When the Supreme Court convenes next week to hear arguments about the constitutionality of President Obama’s health care law, the first issue they will consider is the basic character of one of the law’s crucial features: the requirement that uninsured Americans either purchase coverage or pay a fine to the federal government.
Better known as the individual mandate, it’s the provision of the health care law at the heart of the GOP’s constitutional complaint. The plaintiffs — the 26 states suing over the law — contend the individual mandate exceeds Congress’ power to regulate interstate commerce, and the court’s ruling on that issue could have the most sweeping legal impact, perhaps upending decades of Commerce Clause jurisprudence.
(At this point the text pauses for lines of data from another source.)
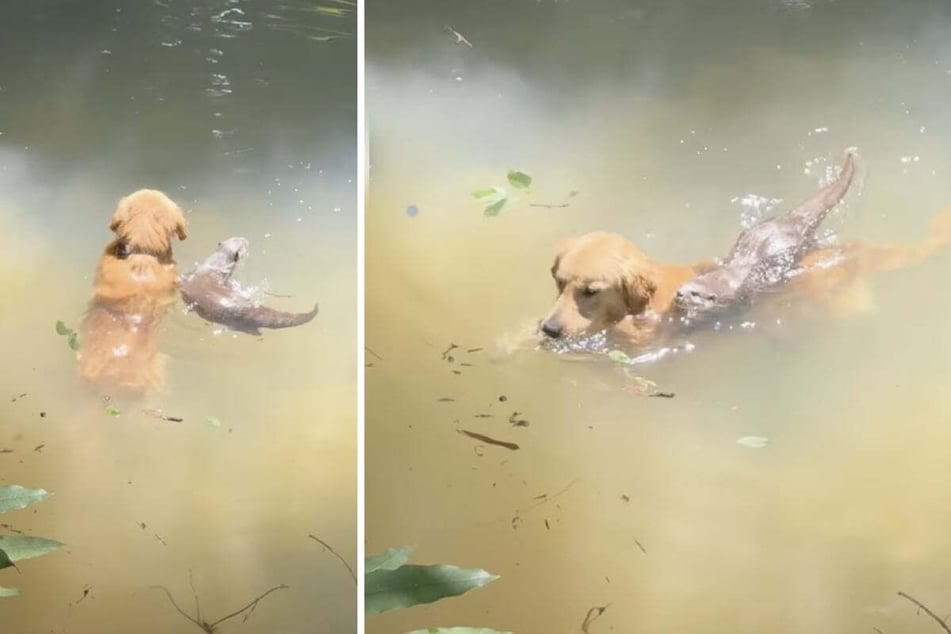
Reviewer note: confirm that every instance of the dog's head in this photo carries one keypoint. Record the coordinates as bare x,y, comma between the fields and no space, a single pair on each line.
145,221
601,279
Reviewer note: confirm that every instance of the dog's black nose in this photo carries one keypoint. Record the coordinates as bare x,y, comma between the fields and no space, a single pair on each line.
552,329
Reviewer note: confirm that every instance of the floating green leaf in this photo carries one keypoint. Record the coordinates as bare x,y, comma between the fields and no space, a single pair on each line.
495,208
618,356
390,560
5,560
753,442
412,585
19,547
520,180
16,497
492,192
458,630
72,338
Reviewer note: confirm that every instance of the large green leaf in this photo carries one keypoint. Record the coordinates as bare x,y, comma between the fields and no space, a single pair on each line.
390,560
16,497
412,585
19,547
5,561
458,630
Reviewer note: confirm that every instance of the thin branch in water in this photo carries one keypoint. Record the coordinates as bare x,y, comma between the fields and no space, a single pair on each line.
210,628
171,600
191,583
460,38
592,616
249,606
335,554
944,625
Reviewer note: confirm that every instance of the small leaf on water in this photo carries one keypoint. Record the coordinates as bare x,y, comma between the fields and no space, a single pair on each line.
392,559
19,547
411,585
458,630
618,356
753,442
519,179
16,497
496,207
485,193
5,560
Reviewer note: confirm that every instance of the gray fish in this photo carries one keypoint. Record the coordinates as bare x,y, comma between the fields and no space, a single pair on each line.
210,292
764,255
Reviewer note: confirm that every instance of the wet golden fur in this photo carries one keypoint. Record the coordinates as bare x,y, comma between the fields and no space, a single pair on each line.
605,283
136,283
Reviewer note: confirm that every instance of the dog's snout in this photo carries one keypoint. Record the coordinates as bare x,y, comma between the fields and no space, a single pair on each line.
552,329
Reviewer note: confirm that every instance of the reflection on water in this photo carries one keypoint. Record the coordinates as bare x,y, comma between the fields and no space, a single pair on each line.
664,117
247,120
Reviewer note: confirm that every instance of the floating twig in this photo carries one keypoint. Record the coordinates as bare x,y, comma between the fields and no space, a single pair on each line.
592,615
211,627
944,625
489,440
335,554
460,38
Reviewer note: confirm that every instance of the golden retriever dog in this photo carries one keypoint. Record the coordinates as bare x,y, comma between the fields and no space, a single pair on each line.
136,283
605,283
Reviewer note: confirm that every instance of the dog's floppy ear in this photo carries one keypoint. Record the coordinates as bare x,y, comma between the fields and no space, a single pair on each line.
638,291
121,215
565,246
177,218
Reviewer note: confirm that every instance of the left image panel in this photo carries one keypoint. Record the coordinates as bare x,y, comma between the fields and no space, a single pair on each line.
178,276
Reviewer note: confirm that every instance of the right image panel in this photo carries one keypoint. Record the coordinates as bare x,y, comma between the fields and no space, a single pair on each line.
657,316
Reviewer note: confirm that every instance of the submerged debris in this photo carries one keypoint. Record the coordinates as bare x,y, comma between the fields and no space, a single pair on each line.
593,615
489,440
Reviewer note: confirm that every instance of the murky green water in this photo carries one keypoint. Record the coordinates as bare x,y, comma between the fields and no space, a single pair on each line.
659,114
249,123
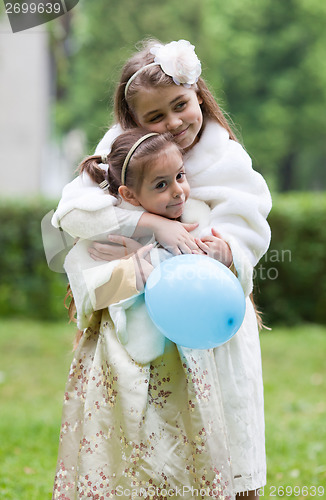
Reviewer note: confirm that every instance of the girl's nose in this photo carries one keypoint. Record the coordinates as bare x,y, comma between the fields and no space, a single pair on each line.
173,123
177,190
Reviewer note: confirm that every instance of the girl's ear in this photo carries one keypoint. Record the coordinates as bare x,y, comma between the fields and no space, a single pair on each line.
128,195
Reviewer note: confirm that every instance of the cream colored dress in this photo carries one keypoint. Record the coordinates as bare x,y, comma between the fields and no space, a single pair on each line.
132,430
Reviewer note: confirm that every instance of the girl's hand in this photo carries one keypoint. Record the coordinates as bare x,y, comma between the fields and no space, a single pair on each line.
118,247
214,246
175,237
142,267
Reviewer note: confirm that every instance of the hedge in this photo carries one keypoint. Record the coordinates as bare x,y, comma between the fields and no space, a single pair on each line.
289,284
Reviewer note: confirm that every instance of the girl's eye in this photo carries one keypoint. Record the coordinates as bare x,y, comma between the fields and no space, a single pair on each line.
180,176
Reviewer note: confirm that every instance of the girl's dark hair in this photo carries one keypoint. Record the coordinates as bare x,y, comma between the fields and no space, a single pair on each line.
155,77
141,159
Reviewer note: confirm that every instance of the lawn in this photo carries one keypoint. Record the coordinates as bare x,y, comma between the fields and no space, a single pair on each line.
35,358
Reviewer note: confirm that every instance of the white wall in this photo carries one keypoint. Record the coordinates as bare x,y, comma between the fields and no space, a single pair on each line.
24,108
But before they get to the question of whether the individual mandate is an unconstitutional expansion of the Commerce Clause, the justices have agreed to consider whether they even have the power to take up this case, since the mandate does not go into effect for another two years. And that decision will ride on a fine distinction: Is the individual mandate a tax or is it a penalty?
The arguments they will hear, and the decision they ultimately reach, will determine whether the court can proceed to rule on the merits of the law, or whether they must punt on the substance until after the mandate takes effect in 2014. Either decision would place several key actors in awkward political predicaments without any easy escape routes.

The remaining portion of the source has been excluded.